Off the back of this, I recently started reading The Real Mad Men, a book by Andrew Cracknell (published by Quercus). As the title suggests, it tells the story of a creative revolution in marketing communications during the late '50s/ early '60s. A great read but sadly there was no A2 pull-out of the lovely Christina Hendrix (above).
In the same way that a relative handful of musicians changed the face of popular music in that era, a handful of ad men/ women revolutionised the way brands spoke to their customers.

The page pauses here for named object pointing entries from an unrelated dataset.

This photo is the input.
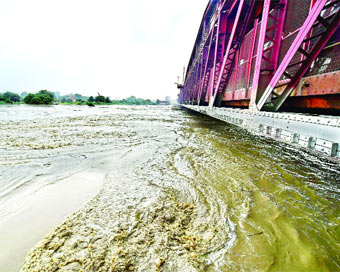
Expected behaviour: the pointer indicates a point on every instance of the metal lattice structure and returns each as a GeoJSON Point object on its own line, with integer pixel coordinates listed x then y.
{"type": "Point", "coordinates": [269, 55]}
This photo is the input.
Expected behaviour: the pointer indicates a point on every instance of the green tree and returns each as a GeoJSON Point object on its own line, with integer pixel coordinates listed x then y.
{"type": "Point", "coordinates": [100, 99]}
{"type": "Point", "coordinates": [28, 98]}
{"type": "Point", "coordinates": [43, 97]}
{"type": "Point", "coordinates": [12, 97]}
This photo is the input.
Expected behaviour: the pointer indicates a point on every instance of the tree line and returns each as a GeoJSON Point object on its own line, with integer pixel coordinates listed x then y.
{"type": "Point", "coordinates": [45, 97]}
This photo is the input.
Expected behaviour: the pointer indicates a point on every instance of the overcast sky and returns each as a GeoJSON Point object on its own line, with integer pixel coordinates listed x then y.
{"type": "Point", "coordinates": [119, 48]}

Previously, advertisers had very much taken on a teacher-pupil dynamic. The product/ brand was king. Advertising messages and images existed only in some idealised other-world. The consumer had better just shut up, listen and buy! "Tense, nervous headache? Buy Anadin" or something along those lines.

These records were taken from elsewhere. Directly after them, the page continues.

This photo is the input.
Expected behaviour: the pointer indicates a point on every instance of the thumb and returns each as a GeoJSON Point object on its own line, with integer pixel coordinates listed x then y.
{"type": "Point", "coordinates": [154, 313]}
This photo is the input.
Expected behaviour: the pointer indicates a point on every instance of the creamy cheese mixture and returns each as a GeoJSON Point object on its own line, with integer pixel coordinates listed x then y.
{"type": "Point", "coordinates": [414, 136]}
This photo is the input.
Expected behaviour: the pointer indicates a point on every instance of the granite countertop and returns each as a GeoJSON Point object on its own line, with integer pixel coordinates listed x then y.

Pioneers such as Bill Bernbach and George Lois turned that dynamic on its head. Take a look at some of the most celebrated work from that era:
Ads like these set a new benchmark for what made great marketing communications. Ads written by humans, for humans.
The style was conversational; more like sharing a joke with a friend rather than preaching from a pulpit. They were witty, intriguing, seductive and most importantly respected the consumers' intelligence.
Rather than spelling it out in big broad cliches, the copy invited the reader to participate in the ad and put in a tiny bit of effort to get the joke and close the message. By encouraging this interactivity, the consumer engaged with the ad and subsequently the product and brand.
The artwork was revolutionary too. The product was not shown in some glossy, clean perfect 'advertising' environment–it was shown as belonging to the real world.
The legacy of those early pioneers still resonates in the best of today's marcomms work.
The recent John Lewis Christmas TV campaign didn't bash the consumer over the head with some crass hard-sell. It understood the consumer as a human being, understood a basic human need and told a simple human story, beautifully.
Likewise, marketers are now beginning to successfully work more creatively online. Check out the Dulux 'lets colour' project which used an online platform to generate a fantastic consumer-driven global PR event.
So let's raise a glass (probably a scotch on rocks) to the Mad Men!